What I want to see when I see a movie is people that I could be, doing unthinkable things. -- Peter Hedges
Let us now praise Steve Carell.
Fast becoming one of our best, most dependable comic icons, Carrell wins empathy via tiny, expertly timed nuances of expression. Conflicted emotions appear to leak, unbidden, from the corners of his eyes and mouth. What one sees in the face of Steve is the portrait of an endearing modern masculine fear: Am I giving myself away? Are my vulnerabilities showing? Do I look like I'm still okay, in control, on top of this mess I'm making of my life?
Carrell also possesses that necessary equipment vital to great comedic acting: a body that expresses the essence of our mind-body problem.
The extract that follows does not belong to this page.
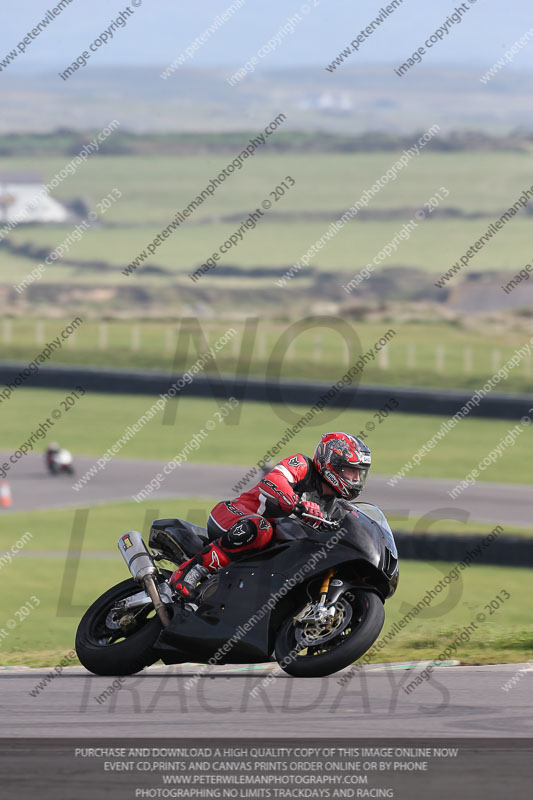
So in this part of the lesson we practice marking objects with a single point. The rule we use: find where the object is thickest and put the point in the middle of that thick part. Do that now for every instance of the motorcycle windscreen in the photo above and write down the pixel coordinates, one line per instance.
(375, 513)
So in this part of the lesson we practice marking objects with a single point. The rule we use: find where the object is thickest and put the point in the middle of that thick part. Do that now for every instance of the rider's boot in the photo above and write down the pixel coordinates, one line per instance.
(188, 578)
His gestures betray him, consistently demonstrating that he does not, in fact, know what to do with his physical self in any given situation; he inhabits his body yet it seems not to belong to him.
Brooding and dark in Little Miss Sunshine, exuberantly reprehensible in TV's The Office, Carrell has already created one classic-for-the-ages character as the sweet, gentle uber-nerdly 40 Year-Old Virgin (a role that reveals more genius with every viewing). With Dan in Real Life, he achieves something perhaps even more difficult: portraying an almost regular guy. He does indeed keep it real, and he renders Dan fascinating.
Juliet Binoche requires no praise, as her radiance is already long remarked-upon.
Peter Hedges, on the other hand, deserves special consideration. He's already landmarked himself in my personal screenwriting pantheon for writing the wonderful What's Eating Gilbert Grape? (based on his own novel, no less). But after a somewhat awkward directorial debut with Pieces of April, he's clearly come into his own with Dan.
The movie, nicely shot, knowingly observed, feels lived-in, inherently credible even at its most contrived moments. The casting is as good as it gets, with old pros Dianne Wiest and John Mahoney as the folks you'd like to have, and the almost painfully... steaming Emily Blunt as the one girl who can make Juliet Binoche jealous; even Dane Cook -- up till now thoroughly underwhelming in his non-stand-up career -- does a good turn, and the child actors are great without being cloying.
The absence of cloy, actually, is what makes Dan in Real Life a solid piece of work on the part of Hedges (pictured with his leads, above). Sentimentality threatens it at every turn, but the movie never capitulates. Given its Lifetime channel-like premise (the widower newspaper columnist with three cute daughters and the woman he meets who finally shakes him out of his shell), one might run for the hills. And one, despite the film's many pleasures, may still run: Dan is a room-splitter, as my girlfriend Tater put it. I can easily understand people loathing this movie, and they're entitled. I see it as comfort food.
Maybe you always want haute cuisine; maybe only the latest and hippest eaterie will satisfy your rarified tastes. Me, I still like my occasional peanut butter and jelly (chunky, strawberry, whole wheat and toasted, thanks) and love my meatloaf and mashed. This is by way of saying that there is absolutely nothing cool about Dan in Real Life. It is the opposite of cutting edge.
And is that so bad? Dan is a triumph of the normal -- or rather, the triumph of how far normalcy can be stretched before it pops right into the realm of the absurd. As Hedges points out in this illuminating interview, he and screenwriting collaborator Pierce Gardner wanted to show how ordinary people react to near-impossible situations. And the film is at its finest when it gets the small stuff right: a seemingly offhand line of dialogue (listen for Binoche's muttered "oink") or a wryly articulated image (I'm still chuckling over the way Carrell, in a moment of great frustration, doesn't quite skip a too-large stone in the water, and how the three boys watching him do a perfect double-take with their backs to the camera). And sorry to keep harping on Carrell's great instrument, but man, is he a fantastically awful dancer.
It's the small stuff here that lets us buy into the biggest contrivances. Lord knows we've all seen that bit where a guy hiding in a shower has to endure the shower being turned on him, fully clothed. But what Carrell and Binoche manage to do with such a hoary routine is a joy to behold; Hedges has written it well and directed it better, helped by the kind of crackerjack acting that renders the unbelievable totally true. And there are a few great riffs here -- like one visual running gag about young love that's the best kind of poignant-funny -- that haven't really been done quite this way before.
No need to make too much of it. Dan in Real Life is no reinvention of any wheel and not liable to please any audient who likes his or her cinema au currant. Yes, it's predictable, and dangerously warm-and-fuzzy; in this Year of Apatow and the reign of raunchy boy-man rom-coms, the movie looks positively retro. But if you're a romantic comedy fan in the mood for something that goes down easy and really hits the spot, I'd say Dan's your man.